Depending on what types of data we are going to work on later, arrays can be initialized "by hand" or through functions.

### By hand

This is very similar to creating a list of elements manually, except that we wrap the list around by `np.array()`. The following creates a vector (array of dimension 1)

In [85]:
arr = np.array([1,2,3,8])
arr

array([1, 2, 3, 8])

In [87]:
arr*2

array([ 2,  4,  6, 16])

In [26]:
arr.shape

(4,)

#### Multidimensional arrays: seperated by comma

Create a 3 by 4 Matrix: 3 rows and 4 columns

In [94]:
arr = np.array([[2,3,8,7], [2,3,2,8], [5,0,8,8]])
arr

array([[2, 3, 8, 7],
       [2, 3, 2, 8],
       [5, 0, 8, 8]])

In [99]:
np.shape(arr) 
arr.shape

(3, 4)

In [32]:
arr

array([[1, 2, 3, 8],
       [3, 2, 3, 2],
       [4, 5, 0, 8]])

### By functions

There are many special array initialization methods to call:

In [106]:
np.zeros([3,5]) #initializes with zeros

array([[0., 0., 0., 0., 0.],
       [0., 0., 0., 0., 0.],
       [0., 0., 0., 0., 0.]])

In [109]:
np.ones([3,5], dtype='int') #initializes with ones

array([[1, 1, 1, 1, 1],
       [1, 1, 1, 1, 1],
       [1, 1, 1, 1, 1]])

In [119]:
np.eye(3)
#initializes a "diagonal" matrix

array([[1., 0., 0.],
       [0., 1., 0.],
       [0., 0., 1.]])

### Arithmetic operations

The rules for arithmetic operations are very similar to R or Matlab: they are generally element wise

In [120]:
arr

array([[2, 3, 8, 7],
       [2, 3, 2, 8],
       [5, 0, 8, 8]])

In [121]:
arr * 6

array([[12, 18, 48, 42],
       [12, 18, 12, 48],
       [30,  0, 48, 48]])

In [122]:
arr - 5

array([[-3, -2,  3,  2],
       [-3, -2, -3,  3],
       [ 0, -5,  3,  3]])

In [123]:
np.exp(arr)

array([[7.38905610e+00, 2.00855369e+01, 2.98095799e+03, 1.09663316e+03],
       [7.38905610e+00, 2.00855369e+01, 7.38905610e+00, 2.98095799e+03],
       [1.48413159e+02, 1.00000000e+00, 2.98095799e+03, 2.98095799e+03]])

Note that if we want conduct matrix multiplication, we need to use `@` or `.dot` function, since `*` still means element wise computation. (We will see matrix multiplication later in this class)

In [40]:
arr_2 = np.array([[1], [3], [2], [0]])
arr_2

array([[1],
       [3],
       [2],
       [0]])

In [41]:
arr @ arr_2

array([[13],
       [15],
       [19]])

In [42]:
arr.dot(arr_2)

array([[13],
       [15],
       [19]])

We can do comparison operations on the entire array in one line:

In [125]:
arr

array([[2, 3, 8, 7],
       [2, 3, 2, 8],
       [5, 0, 8, 8]])

In [124]:
arr > 1

array([[ True,  True,  True,  True],
       [ True,  True,  True,  True],
       [ True, False,  True,  True]])

An `array` has many functions to manipulate and calculate statistics.
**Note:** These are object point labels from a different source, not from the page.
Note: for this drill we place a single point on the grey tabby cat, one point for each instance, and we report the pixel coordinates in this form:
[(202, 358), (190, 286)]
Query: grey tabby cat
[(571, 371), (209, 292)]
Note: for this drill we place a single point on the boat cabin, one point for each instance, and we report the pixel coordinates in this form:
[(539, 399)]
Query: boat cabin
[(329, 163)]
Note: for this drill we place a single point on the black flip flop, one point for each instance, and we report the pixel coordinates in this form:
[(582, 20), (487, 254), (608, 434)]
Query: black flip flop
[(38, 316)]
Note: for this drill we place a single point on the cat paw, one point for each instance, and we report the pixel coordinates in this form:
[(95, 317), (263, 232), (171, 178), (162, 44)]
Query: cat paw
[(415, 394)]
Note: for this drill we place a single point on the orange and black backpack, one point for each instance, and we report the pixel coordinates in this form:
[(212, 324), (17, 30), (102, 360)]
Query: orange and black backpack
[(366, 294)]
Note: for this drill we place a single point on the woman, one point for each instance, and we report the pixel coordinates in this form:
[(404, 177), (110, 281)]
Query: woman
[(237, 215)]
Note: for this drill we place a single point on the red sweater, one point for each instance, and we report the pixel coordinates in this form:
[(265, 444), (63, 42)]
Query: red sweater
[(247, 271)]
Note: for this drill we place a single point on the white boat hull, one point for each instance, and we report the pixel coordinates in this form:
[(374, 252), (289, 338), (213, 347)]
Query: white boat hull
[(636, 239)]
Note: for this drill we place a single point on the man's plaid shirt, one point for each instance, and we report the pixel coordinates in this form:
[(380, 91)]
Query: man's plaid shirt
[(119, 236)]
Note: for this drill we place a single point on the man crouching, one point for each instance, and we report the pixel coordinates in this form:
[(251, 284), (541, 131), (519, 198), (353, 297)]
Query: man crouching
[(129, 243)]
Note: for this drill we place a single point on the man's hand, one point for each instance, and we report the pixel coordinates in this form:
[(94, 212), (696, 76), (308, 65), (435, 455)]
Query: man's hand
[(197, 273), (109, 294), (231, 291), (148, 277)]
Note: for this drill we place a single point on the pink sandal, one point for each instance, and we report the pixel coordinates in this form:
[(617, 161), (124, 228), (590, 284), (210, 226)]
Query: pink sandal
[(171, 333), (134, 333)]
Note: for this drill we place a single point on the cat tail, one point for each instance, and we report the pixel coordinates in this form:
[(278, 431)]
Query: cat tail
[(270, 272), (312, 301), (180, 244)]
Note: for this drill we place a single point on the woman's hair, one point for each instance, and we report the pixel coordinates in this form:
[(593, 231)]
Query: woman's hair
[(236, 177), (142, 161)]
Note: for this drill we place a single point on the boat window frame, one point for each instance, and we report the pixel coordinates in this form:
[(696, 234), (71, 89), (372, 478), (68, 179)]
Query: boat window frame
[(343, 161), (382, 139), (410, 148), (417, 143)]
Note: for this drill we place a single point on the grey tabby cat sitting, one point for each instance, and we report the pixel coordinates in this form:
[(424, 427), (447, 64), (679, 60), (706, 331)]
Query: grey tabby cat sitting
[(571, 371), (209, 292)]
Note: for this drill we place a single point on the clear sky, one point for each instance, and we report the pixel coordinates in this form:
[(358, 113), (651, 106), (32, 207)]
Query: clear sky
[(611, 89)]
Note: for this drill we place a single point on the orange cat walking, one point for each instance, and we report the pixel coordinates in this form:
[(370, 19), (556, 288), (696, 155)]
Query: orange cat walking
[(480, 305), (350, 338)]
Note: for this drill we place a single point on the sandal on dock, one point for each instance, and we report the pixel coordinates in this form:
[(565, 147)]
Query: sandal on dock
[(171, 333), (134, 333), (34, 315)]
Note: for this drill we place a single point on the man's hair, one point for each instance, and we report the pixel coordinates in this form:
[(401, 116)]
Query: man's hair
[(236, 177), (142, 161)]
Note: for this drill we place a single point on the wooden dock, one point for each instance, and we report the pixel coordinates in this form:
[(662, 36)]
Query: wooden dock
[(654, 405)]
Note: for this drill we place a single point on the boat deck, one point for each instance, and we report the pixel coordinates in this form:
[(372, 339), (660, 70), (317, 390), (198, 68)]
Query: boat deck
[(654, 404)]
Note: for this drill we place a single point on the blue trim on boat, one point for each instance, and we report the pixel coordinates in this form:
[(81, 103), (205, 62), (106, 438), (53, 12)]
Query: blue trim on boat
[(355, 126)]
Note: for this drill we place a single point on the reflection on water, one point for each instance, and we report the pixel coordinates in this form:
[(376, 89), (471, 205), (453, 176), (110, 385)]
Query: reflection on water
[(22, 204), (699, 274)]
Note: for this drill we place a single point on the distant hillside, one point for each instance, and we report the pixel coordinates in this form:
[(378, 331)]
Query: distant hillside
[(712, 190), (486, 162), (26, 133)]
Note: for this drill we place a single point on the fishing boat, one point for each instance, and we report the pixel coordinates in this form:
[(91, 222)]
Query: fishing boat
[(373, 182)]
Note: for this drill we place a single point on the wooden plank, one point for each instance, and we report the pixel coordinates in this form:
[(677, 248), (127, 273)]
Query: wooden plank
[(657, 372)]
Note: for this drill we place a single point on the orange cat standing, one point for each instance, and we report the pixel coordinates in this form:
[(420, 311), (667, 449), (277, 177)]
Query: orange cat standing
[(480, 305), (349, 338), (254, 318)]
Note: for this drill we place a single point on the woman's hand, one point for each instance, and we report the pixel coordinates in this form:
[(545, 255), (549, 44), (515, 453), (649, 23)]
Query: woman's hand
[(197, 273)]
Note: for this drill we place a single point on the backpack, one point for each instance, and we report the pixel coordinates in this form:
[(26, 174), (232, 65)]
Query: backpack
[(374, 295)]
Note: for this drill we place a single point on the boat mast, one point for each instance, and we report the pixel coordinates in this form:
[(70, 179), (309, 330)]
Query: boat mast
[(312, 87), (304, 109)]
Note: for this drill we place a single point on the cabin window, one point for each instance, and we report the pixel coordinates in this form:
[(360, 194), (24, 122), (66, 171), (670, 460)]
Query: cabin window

Like the module, those functions can be access with the `.`

In [131]:
arr

array([[2, 3, 8, 7],
       [2, 3, 2, 8],
       [5, 0, 8, 8]])

Find the maximum value of the array

In [127]:
arr.max()

8

Find the maximum value of the array along the rows

In [130]:
arr.max(axis=1) # axis = 1 here means rows

array([8, 8, 8])

In [132]:
arr.max(axis=0) #axis = 0 here means columns

array([5, 3, 8, 8])

Calculates a cumulative sum of the array elements

In [133]:
arr = np.array([1,2,5,8,-6,1])
arr.cumsum()

array([ 1,  3,  8, 16, 10, 11])

In [49]:
arr.cumsum(axis=1)

array([[ 1,  3,  6, 14],
       [ 3,  5,  8, 10],
       [ 4,  9,  9, 17]])

### Indexing and slicing

The most important part is how to index and slice a `np.array`. It is actually very similar to `list`, except that we now may have more index elements because there are more than one dimension for most of the datasets in real life

#### 1 dimensional case

In [134]:
a1 = np.array([1,2,8,100])
a1

array([  1,   2,   8, 100])

In [51]:
a1[0]

1

In [136]:
a1[-2]

8

In [138]:
a1[0:3]

array([1, 2, 8])

In [141]:
a1[[0,2,3]]

array([  1,   8, 100])

We can also use boolean values to index
- `True` means we want this element

In [149]:
a1 > 3

array([False, False,  True,  True])

In [148]:
a1[a1>3]

array([  8, 100])

In [147]:
a1[[0,2,3]]

array([  1,   8, 100])

The function `np.where` returns the indices of all the elements that match a condition. For example

In [150]:
np.where(a1>3)

(array([2, 3]),)

where returns a list of arrays. Generally we are interested in the first one:

In [151]:
np.where(a1>3)[0]

array([2, 3])

In [155]:
people = np.array([[182,23],[155,22],[165,45],[182,23],[155,22],[165,45]])
people

array([[182,  23],
       [155,  22],
       [165,  45],
       [182,  23],
       [155,  22],
       [165,  45]])

In [164]:
people[people[:,1]>23]

array([[165,  45],
       [165,  45]])

In [167]:
people[0:3,:5]

array([[182,  23],
       [155,  22],
       [165,  45]])

this means the second and third elements of `a1` are larger than 3

#### 2 dimensional case

In [170]:
arr = people
arr

array([[182,  23],
       [155,  22],
       [165,  45],
       [182,  23],
       [155,  22],
       [165,  45]])

Using only one number to index will lead to a subset of the original multidimenional array: also an array

In [171]:
arr[0]

array([182,  23])

Since we have 2 dimensions now, there are 2 indices we can use for indexing the 2 dimensions respectively

In [172]:
arr[0,0]

182

We can use `:` to indicate everything along that axis

In [173]:
arr[1]

array([155,  22])

In [174]:
arr[1, :]

array([155,  22])

In [175]:
arr[1,:] == arr[1]

array([ True,  True])

In [176]:
arr[:, 1]

array([23, 22, 45, 23, 22, 45])

## Generating random numbers

Numpy has a submodule called random that can generate random numbers

The following generates a 3 by 4 matrix of random numbers between 0 and 1 (uniform distribution)

In [188]:
np.random.random([2,3])

array([[0.01003552, 0.81251982, 0.62400983],
       [0.70551282, 0.17651142, 0.3261446 ]])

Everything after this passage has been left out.